La justice, dernier rempart contre la tentation autoritaire ?
Alors que le RN affûte ses armes pour 2027, la justice française joue un rôle de régulateur essentiel. L’affaire des assistants parlementaires européens, qui a déjà valu à Marine Le Pen une condamnation en première instance, pourrait bien sceller son avenir politique. Une inéligibilité la priverait non seulement de se présenter, mais aussi de diriger une campagne, forçant le parti à se tourner vers une figure moins exposée. Jordan Bardella, souvent présenté comme le dauphin naturel, n’a cependant pas encore le charisme ni la légitimité nécessaire pour incarner seul le RN face à un électorat toujours plus volatile.
Plus largement, la justice française est appelée à jouer un rôle de garde-fou face aux dérives potentielles du RN. Plusieurs associations et personnalités politiques ont déjà tiré la sonnette d’alarme sur les risques de dérive autoritaire en cas de victoire du parti. Les exemples hongrois et polonais, où les partis d’extrême droite ont progressivement muselé la justice et les médias indépendants, servent d’avertissement. Pourtant, en France, les institutions restent globalement robustes, et une éventuelle arrivée du RN au pouvoir serait encadrée par des contre-pouvoirs, à commencer par le Conseil constitutionnel.
Dans ce jeu d’équilibriste, le RN doit donc composer avec deux impératifs : séduire un électorat en quête de solutions radicales, tout en évitant de s’aliéner les institutions qui pourraient, demain, lui barrer la route. Une stratégie risquée, où chaque mot, chaque meeting, chaque décision judiciaire pourrait faire basculer l’équilibre.
Ce qui attend le RN après le séminaire du 12 juin
Une fois le séminaire de vendredi achevé, les équipes du RN devraient accélérer la mise en place de leur dispositif. Une campagne présidentielle ne s’improvise pas, et le parti, conscient des enjeux, mise sur une préparation de longue haleine. Parmi les chantiers prioritaires :
- Le financement : Trouver une banque prête à financer une campagne dont les comptes seront scrutinés à la loupe par la Commission nationale des comptes de campagne. Une tâche ardue, alors que le RN reste sous surveillance étroite de l’État et des médias.
- La stratégie médiatique : Affiner le message pour toucher au-delà de la base électorale traditionnelle, notamment chez les jeunes et les ouvriers, deux catégories où le RN réalise ses meilleurs scores.

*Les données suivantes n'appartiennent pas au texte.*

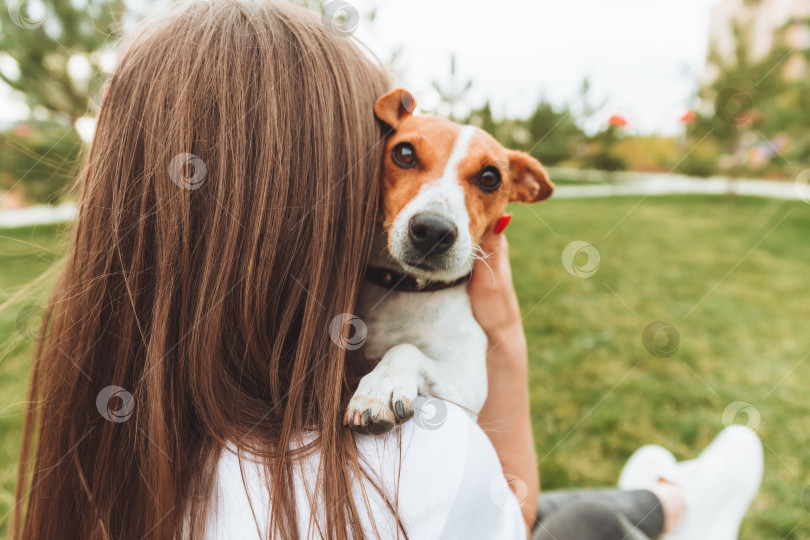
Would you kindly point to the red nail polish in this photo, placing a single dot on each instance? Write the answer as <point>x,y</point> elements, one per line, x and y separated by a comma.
<point>501,224</point>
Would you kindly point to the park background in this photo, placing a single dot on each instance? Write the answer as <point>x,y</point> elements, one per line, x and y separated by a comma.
<point>664,287</point>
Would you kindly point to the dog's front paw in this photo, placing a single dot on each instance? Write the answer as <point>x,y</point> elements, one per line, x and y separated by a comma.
<point>378,405</point>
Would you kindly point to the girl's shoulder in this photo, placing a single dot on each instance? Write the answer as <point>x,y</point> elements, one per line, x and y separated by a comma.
<point>439,468</point>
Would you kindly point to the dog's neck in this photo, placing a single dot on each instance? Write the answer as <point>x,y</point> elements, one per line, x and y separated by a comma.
<point>412,278</point>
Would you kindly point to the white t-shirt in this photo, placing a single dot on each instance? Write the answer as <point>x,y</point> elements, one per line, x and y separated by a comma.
<point>450,484</point>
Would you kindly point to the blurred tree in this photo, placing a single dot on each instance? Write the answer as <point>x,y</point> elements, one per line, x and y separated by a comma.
<point>43,155</point>
<point>52,50</point>
<point>744,104</point>
<point>455,90</point>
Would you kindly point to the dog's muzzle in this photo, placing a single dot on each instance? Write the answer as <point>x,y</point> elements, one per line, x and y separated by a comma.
<point>431,235</point>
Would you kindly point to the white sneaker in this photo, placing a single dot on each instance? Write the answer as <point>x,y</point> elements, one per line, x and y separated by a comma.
<point>644,468</point>
<point>718,486</point>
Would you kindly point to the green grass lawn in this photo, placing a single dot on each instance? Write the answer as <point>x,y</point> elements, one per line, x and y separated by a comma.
<point>730,277</point>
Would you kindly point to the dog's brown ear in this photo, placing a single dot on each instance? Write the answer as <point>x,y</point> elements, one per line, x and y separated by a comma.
<point>393,106</point>
<point>531,179</point>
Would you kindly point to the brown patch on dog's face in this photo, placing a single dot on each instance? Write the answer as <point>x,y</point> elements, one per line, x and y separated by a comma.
<point>472,191</point>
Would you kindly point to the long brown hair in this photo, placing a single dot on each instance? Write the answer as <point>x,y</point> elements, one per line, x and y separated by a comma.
<point>224,221</point>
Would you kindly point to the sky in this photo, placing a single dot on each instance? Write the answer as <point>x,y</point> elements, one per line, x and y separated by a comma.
<point>642,56</point>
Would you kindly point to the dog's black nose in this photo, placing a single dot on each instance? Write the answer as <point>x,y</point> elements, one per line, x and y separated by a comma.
<point>431,234</point>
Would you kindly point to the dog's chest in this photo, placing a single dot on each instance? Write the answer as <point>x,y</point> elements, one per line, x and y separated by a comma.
<point>440,323</point>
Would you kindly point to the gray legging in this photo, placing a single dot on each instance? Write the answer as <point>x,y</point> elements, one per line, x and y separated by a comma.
<point>608,514</point>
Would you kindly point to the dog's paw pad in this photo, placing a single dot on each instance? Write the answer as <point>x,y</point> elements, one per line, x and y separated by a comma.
<point>403,409</point>
<point>370,415</point>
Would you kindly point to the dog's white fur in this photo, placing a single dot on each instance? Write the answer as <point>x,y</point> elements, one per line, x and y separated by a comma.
<point>427,342</point>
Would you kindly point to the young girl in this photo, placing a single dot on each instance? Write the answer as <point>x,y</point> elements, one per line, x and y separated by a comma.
<point>188,385</point>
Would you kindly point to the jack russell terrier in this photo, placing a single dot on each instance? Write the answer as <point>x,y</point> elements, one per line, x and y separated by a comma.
<point>444,186</point>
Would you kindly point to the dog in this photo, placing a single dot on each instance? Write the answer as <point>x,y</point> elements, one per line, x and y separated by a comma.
<point>444,186</point>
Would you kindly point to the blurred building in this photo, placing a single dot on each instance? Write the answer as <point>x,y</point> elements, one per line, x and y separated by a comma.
<point>760,20</point>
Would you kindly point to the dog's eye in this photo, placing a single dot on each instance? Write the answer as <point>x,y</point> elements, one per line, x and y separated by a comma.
<point>490,179</point>
<point>404,155</point>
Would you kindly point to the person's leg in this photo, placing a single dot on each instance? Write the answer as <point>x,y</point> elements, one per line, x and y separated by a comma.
<point>641,510</point>
<point>586,520</point>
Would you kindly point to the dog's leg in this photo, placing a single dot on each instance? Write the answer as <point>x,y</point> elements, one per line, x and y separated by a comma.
<point>384,397</point>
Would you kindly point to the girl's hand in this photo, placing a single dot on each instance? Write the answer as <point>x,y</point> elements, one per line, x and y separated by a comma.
<point>505,417</point>
<point>492,294</point>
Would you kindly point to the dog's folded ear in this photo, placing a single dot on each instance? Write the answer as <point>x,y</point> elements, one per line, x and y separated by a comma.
<point>531,182</point>
<point>394,105</point>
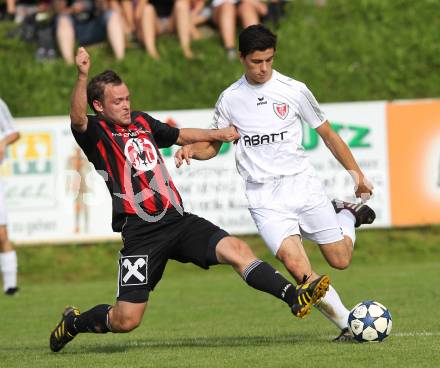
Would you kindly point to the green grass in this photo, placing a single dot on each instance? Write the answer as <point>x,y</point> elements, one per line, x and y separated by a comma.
<point>200,318</point>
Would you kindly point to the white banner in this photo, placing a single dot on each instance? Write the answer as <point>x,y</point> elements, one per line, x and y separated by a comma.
<point>53,194</point>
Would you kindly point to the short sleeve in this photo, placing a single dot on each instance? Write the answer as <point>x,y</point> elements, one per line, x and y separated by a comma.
<point>88,139</point>
<point>7,123</point>
<point>164,135</point>
<point>309,109</point>
<point>221,117</point>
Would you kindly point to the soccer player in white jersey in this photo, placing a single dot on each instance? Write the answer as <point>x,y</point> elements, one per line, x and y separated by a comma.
<point>8,256</point>
<point>286,199</point>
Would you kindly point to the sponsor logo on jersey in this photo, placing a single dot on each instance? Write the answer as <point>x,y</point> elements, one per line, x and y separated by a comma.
<point>131,133</point>
<point>133,270</point>
<point>261,101</point>
<point>141,154</point>
<point>257,139</point>
<point>281,109</point>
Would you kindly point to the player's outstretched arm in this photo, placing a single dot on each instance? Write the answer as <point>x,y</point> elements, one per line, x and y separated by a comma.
<point>340,150</point>
<point>78,103</point>
<point>198,151</point>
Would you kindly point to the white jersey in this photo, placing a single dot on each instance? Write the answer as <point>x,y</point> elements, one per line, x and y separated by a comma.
<point>268,118</point>
<point>7,123</point>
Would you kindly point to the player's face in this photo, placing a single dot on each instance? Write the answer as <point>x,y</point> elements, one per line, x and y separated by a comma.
<point>258,66</point>
<point>116,104</point>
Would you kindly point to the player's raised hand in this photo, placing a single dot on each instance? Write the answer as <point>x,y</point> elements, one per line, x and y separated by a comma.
<point>228,134</point>
<point>364,190</point>
<point>184,153</point>
<point>82,61</point>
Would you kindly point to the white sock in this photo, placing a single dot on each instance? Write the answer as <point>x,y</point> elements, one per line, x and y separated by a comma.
<point>331,306</point>
<point>346,221</point>
<point>8,266</point>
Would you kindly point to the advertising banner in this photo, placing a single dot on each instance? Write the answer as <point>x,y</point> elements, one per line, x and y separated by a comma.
<point>53,194</point>
<point>414,149</point>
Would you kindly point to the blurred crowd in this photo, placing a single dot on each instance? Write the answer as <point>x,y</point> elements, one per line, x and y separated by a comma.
<point>57,26</point>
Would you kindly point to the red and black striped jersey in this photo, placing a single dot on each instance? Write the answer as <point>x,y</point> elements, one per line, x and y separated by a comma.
<point>129,160</point>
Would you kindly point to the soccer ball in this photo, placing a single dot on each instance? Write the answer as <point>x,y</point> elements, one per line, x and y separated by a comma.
<point>369,321</point>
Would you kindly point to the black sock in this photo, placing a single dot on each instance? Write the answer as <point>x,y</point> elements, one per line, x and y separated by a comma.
<point>262,276</point>
<point>94,320</point>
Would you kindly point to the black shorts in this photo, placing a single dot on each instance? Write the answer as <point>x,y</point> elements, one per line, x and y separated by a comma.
<point>148,246</point>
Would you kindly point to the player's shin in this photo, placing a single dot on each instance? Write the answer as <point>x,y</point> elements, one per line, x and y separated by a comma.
<point>331,306</point>
<point>262,276</point>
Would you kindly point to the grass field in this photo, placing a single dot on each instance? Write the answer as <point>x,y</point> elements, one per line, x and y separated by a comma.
<point>200,318</point>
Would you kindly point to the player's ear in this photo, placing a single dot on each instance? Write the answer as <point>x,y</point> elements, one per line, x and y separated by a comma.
<point>97,106</point>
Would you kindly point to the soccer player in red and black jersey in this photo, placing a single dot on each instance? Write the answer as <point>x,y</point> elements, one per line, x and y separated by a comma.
<point>123,145</point>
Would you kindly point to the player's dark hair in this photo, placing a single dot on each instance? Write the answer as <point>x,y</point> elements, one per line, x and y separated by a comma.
<point>95,88</point>
<point>256,38</point>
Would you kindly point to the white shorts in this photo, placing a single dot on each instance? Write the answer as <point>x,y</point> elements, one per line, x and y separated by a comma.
<point>293,205</point>
<point>216,3</point>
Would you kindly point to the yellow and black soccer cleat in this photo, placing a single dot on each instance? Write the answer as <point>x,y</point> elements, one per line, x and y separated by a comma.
<point>60,336</point>
<point>308,294</point>
<point>345,336</point>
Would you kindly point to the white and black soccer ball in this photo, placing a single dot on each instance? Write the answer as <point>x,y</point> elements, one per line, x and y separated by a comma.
<point>370,321</point>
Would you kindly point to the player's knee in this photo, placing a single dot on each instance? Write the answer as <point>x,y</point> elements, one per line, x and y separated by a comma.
<point>235,252</point>
<point>126,324</point>
<point>340,263</point>
<point>241,249</point>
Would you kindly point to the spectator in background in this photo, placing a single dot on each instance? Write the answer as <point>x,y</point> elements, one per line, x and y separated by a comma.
<point>8,256</point>
<point>7,9</point>
<point>200,14</point>
<point>87,22</point>
<point>126,10</point>
<point>225,13</point>
<point>165,16</point>
<point>250,12</point>
<point>224,16</point>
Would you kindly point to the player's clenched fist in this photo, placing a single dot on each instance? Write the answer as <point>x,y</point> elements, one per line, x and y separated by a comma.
<point>82,60</point>
<point>184,153</point>
<point>229,134</point>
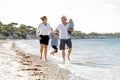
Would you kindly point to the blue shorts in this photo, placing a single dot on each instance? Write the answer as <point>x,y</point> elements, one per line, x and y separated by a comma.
<point>44,39</point>
<point>64,42</point>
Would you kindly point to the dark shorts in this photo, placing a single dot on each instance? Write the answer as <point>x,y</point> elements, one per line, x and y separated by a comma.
<point>44,39</point>
<point>64,42</point>
<point>55,48</point>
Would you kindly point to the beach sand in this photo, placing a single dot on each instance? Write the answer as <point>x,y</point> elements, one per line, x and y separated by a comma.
<point>17,65</point>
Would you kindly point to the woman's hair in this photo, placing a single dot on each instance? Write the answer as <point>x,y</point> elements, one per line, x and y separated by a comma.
<point>43,17</point>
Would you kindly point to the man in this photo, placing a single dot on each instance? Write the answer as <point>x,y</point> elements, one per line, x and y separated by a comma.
<point>65,38</point>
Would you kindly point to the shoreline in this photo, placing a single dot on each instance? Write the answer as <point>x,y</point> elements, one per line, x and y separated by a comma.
<point>27,66</point>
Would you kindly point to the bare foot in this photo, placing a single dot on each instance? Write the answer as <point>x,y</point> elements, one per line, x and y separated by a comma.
<point>68,58</point>
<point>52,53</point>
<point>41,58</point>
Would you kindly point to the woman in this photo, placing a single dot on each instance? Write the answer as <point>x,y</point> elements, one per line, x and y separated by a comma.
<point>43,32</point>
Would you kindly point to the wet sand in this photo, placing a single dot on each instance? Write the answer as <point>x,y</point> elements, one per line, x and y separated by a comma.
<point>17,65</point>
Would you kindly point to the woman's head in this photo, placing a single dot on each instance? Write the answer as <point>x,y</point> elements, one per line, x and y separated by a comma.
<point>43,18</point>
<point>64,19</point>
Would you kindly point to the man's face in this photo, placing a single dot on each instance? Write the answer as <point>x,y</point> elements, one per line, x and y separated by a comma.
<point>63,19</point>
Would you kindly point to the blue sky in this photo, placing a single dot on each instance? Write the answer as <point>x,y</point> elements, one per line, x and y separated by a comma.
<point>88,15</point>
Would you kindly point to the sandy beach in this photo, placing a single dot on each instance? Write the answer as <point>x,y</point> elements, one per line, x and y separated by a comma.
<point>17,65</point>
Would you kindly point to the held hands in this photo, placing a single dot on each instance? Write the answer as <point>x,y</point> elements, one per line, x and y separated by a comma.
<point>39,37</point>
<point>70,29</point>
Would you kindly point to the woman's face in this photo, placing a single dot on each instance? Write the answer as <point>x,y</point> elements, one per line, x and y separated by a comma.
<point>45,20</point>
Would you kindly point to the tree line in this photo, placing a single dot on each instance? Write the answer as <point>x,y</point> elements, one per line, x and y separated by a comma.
<point>15,31</point>
<point>22,31</point>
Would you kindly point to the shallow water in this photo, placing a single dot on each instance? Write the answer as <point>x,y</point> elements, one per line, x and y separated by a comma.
<point>92,59</point>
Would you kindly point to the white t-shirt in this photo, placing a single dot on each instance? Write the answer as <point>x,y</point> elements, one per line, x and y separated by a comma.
<point>63,31</point>
<point>44,29</point>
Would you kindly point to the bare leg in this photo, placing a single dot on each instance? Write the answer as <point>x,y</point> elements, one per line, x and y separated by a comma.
<point>41,50</point>
<point>45,52</point>
<point>69,52</point>
<point>63,55</point>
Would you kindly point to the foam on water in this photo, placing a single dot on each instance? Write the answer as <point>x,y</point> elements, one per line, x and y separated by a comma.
<point>87,65</point>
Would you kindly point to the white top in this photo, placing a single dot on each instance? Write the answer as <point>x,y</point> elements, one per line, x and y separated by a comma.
<point>63,29</point>
<point>44,29</point>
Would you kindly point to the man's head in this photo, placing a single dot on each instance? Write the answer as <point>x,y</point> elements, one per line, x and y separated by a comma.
<point>64,19</point>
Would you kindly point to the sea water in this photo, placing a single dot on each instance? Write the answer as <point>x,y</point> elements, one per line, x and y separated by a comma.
<point>91,59</point>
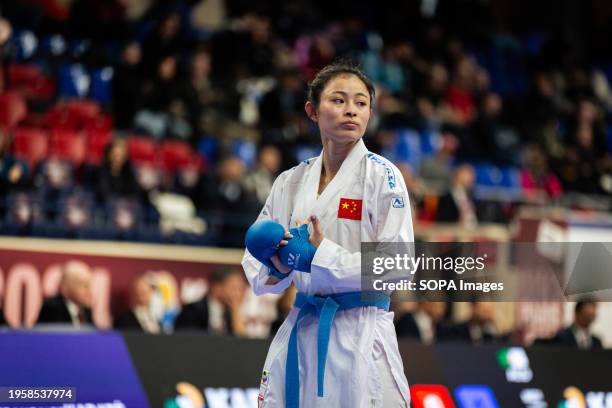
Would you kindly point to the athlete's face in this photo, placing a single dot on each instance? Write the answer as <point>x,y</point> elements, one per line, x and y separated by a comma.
<point>344,109</point>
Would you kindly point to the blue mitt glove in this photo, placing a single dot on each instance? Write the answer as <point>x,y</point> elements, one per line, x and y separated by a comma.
<point>298,253</point>
<point>262,240</point>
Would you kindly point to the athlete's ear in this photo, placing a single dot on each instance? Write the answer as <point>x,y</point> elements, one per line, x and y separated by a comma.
<point>311,111</point>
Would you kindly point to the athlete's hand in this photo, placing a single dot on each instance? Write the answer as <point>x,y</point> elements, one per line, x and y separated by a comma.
<point>276,260</point>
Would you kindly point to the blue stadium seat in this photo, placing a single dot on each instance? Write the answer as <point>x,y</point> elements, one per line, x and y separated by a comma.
<point>74,81</point>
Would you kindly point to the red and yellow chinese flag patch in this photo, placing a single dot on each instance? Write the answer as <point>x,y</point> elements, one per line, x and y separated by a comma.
<point>349,208</point>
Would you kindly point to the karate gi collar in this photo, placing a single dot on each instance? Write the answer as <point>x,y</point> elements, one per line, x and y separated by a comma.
<point>316,205</point>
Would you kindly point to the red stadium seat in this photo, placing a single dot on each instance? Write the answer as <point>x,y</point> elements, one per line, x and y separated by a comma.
<point>83,109</point>
<point>142,150</point>
<point>69,145</point>
<point>102,122</point>
<point>30,144</point>
<point>174,155</point>
<point>97,139</point>
<point>13,109</point>
<point>58,118</point>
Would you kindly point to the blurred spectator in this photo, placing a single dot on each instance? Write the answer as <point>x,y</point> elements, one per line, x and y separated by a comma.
<point>415,186</point>
<point>127,86</point>
<point>436,169</point>
<point>425,324</point>
<point>458,204</point>
<point>259,182</point>
<point>283,307</point>
<point>236,206</point>
<point>586,158</point>
<point>164,40</point>
<point>579,334</point>
<point>13,172</point>
<point>480,328</point>
<point>116,175</point>
<point>163,114</point>
<point>494,139</point>
<point>73,303</point>
<point>140,316</point>
<point>203,100</point>
<point>459,94</point>
<point>282,108</point>
<point>219,312</point>
<point>539,184</point>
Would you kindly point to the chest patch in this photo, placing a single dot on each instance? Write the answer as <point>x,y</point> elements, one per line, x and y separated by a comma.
<point>350,208</point>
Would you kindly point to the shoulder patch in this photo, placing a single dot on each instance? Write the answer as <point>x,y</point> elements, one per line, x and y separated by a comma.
<point>397,202</point>
<point>388,169</point>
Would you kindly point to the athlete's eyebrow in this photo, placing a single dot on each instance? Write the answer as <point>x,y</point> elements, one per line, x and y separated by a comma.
<point>346,94</point>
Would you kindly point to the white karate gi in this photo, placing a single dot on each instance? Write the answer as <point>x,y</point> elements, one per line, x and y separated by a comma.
<point>364,367</point>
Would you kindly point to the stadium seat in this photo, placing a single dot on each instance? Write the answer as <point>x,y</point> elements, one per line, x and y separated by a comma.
<point>83,109</point>
<point>142,150</point>
<point>74,81</point>
<point>30,144</point>
<point>31,81</point>
<point>13,109</point>
<point>495,182</point>
<point>69,145</point>
<point>97,139</point>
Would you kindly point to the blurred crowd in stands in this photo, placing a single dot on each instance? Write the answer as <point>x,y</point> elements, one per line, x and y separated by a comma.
<point>167,121</point>
<point>225,309</point>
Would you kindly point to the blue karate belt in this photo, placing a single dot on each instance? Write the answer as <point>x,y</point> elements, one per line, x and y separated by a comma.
<point>325,308</point>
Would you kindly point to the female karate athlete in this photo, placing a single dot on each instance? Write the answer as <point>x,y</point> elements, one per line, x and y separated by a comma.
<point>335,349</point>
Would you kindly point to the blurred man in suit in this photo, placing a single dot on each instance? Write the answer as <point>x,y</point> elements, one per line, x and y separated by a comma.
<point>579,333</point>
<point>73,303</point>
<point>219,312</point>
<point>458,204</point>
<point>479,328</point>
<point>424,324</point>
<point>139,317</point>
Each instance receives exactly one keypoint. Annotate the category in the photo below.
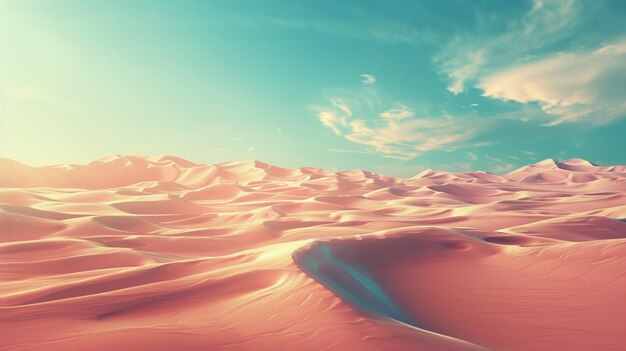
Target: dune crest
(161, 253)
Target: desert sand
(160, 253)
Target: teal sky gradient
(392, 87)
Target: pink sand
(132, 253)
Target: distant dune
(160, 253)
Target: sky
(393, 87)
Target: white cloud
(395, 133)
(460, 74)
(466, 57)
(584, 86)
(332, 121)
(368, 79)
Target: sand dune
(160, 253)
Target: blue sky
(392, 87)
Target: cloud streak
(467, 57)
(585, 86)
(394, 133)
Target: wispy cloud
(393, 133)
(368, 79)
(583, 86)
(468, 56)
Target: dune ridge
(161, 253)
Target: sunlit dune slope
(160, 253)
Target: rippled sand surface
(132, 253)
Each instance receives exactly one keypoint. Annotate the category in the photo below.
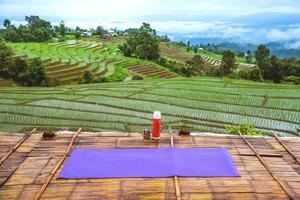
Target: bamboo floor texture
(29, 165)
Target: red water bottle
(156, 125)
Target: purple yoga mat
(151, 163)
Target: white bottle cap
(156, 115)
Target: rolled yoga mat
(149, 163)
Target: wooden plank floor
(26, 170)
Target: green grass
(203, 103)
(99, 56)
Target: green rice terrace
(67, 61)
(202, 104)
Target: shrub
(62, 39)
(137, 77)
(292, 79)
(253, 73)
(245, 129)
(87, 77)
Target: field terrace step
(166, 74)
(77, 74)
(53, 63)
(139, 67)
(144, 69)
(68, 70)
(60, 67)
(152, 72)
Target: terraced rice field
(179, 54)
(67, 61)
(203, 104)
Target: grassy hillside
(180, 53)
(203, 104)
(67, 61)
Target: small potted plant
(184, 130)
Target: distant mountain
(282, 50)
(276, 48)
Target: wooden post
(12, 150)
(45, 185)
(287, 149)
(282, 185)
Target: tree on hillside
(262, 55)
(143, 44)
(36, 30)
(276, 71)
(17, 68)
(196, 49)
(100, 31)
(194, 66)
(188, 46)
(5, 58)
(62, 29)
(248, 56)
(34, 74)
(228, 63)
(6, 23)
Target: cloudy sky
(252, 21)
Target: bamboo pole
(282, 185)
(287, 149)
(45, 185)
(12, 150)
(176, 182)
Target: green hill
(203, 104)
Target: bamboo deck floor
(25, 171)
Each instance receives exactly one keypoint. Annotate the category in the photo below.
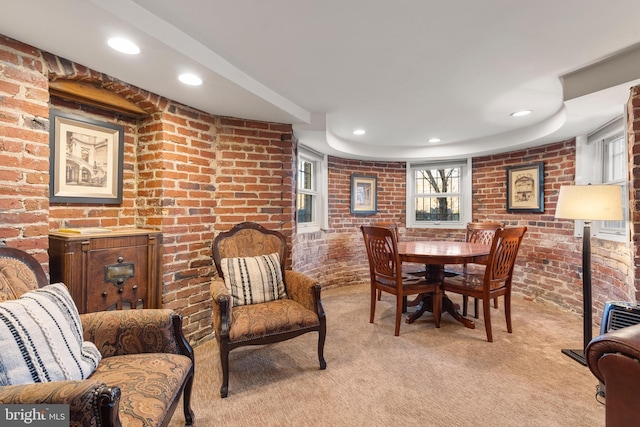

- La riposte judiciaire : Préparer des communiqués et des interventions médiatiques pour contrer toute décision défavorable de la justice, qu’il s’agisse de l’inéligibilité de Marine Le Pen ou de nouvelles procédures judiciaires.
- Les alliances locales : Le RN mise sur ses élus locaux, de plus en plus nombreux, pour servir de relais sur le terrain. Une stratégie qui commence à porter ses fruits dans plusieurs régions, mais qui reste inégale selon les territoires.
Dans un pays où la lassitude envers les partis traditionnels n’a jamais été aussi forte, le RN mise sur son image de parti « neuf » et « rebelle ». Pourtant, cinq ans après son quasi-score historique de 2022, le parti doit prouver qu’il peut aller au-delà du vote protestataire et incarner une alternative viable. Une tâche d’autant plus ardue que le gouvernement en place, malgré ses faiblesses, bénéficie encore d’un report de voix des électeurs modérés effrayés par les extrêmes.
Alors que les sondages placent le RN en tête des intentions de vote pour 2027, la question n’est plus de savoir si le parti sera présent au second tour, mais bien comment il parviendra à transformer son score en victoire. Une équation qui dépendra autant de sa capacité à séduire que de la réaction des institutions face à une ascension qui dérange.
Une chose est sûre : le séminaire de ce vendredi marque une étape de plus dans une campagne qui s’annonce déjà comme l’une des plus tendues de l’histoire récente de la Ve République.